Addressing conservative voters, writing tom mactag onthe Atlantic, Truss and Sunak must persuade them to represent change in order to restore strength and prestige to the country, but at the same time be able to embrace the party’s traditional values ​​in as authentic a way as possible. The result, according to various analyses, is an election campaign that is quite poor in content, with identity propositions, at times extreme, and unsuitable for solving the country’s problems.

The truce is placing great emphasis on tax cuts, a very popular topic among the so-called Tories, British Conservatives. Some British newspapers have even coined a term to describe their proposals on economic policy: trussonomics,

The Truss has proposed tax cuts of around £30 billion annually. Among other things, it proposed to cancel the 1.25 per cent increase in contribution introduced last year april Tax increases for corporate profits which are expected to start next year, along with more funding for the NHS and some social services. Truss also proposed, but then be deniedMajor cuts in salaries of certain categories of public servants.

His proposals on tax cuts are so aggressive that many newspapers have compared him to Prime Minister Margaret Thatcher from 1979 to 1990: his policies of neoliberal conservatism, including privatization and tax cuts, aimed at reducing the role of the state in economic life. Reducing as much of the country’s public services as possible often has dire consequences.

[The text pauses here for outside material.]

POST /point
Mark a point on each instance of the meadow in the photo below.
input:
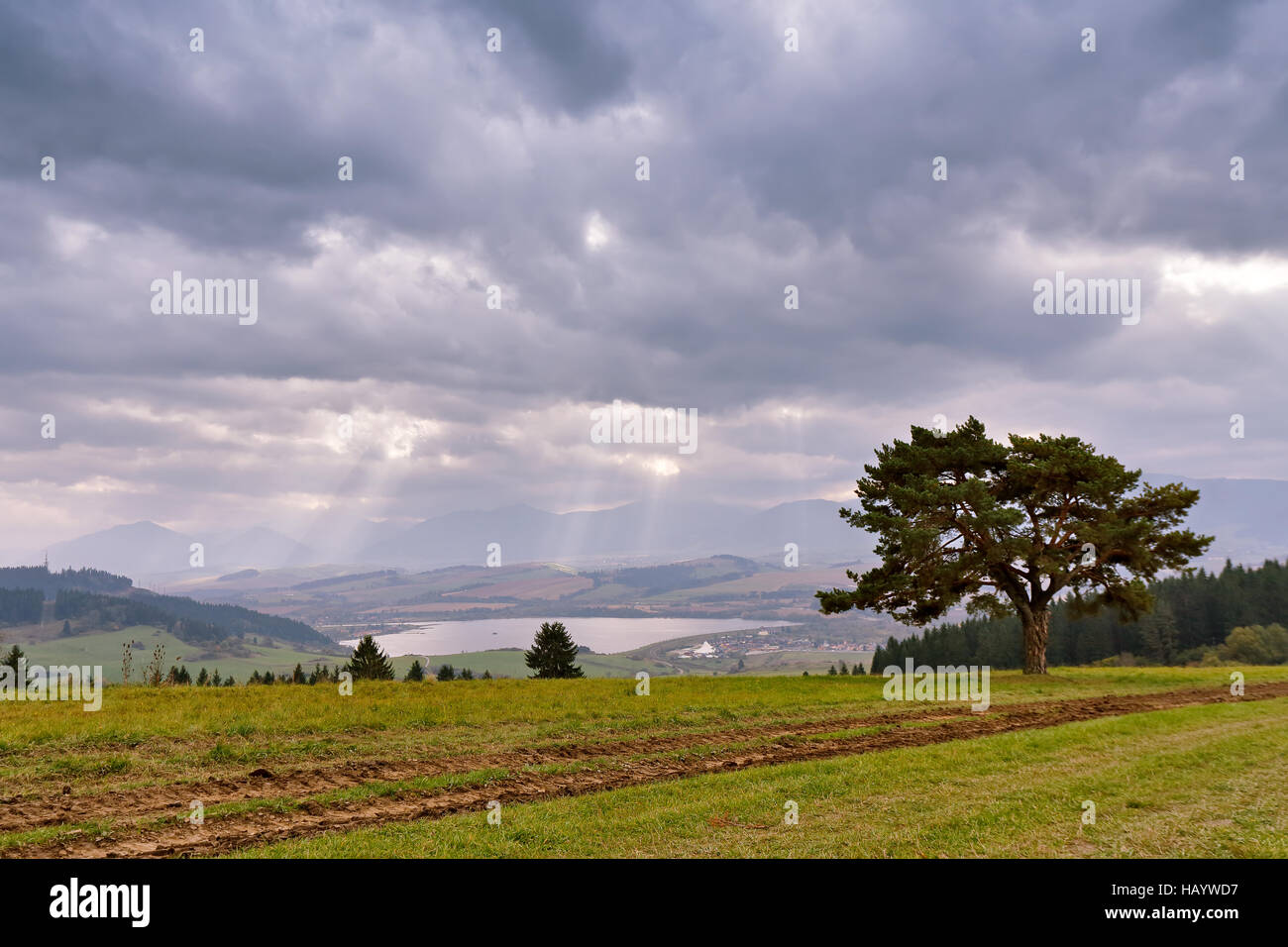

According to some commentators, if implemented, the economic policies proposed by the truss would risk having the same effect: cutbacks from the cuts, according to the Resolve Foundation, a British study center that deals with people on middle and small incomes. Only 15 percent of earnings. The taxes proposed by the truss would benefit the poorest section of the population. other, including some of Thatcher’s former government aidesThe belief is that without implementing such large tax cuts in times of high inflation, along with cuts in public spending, the country’s economy risks further damage.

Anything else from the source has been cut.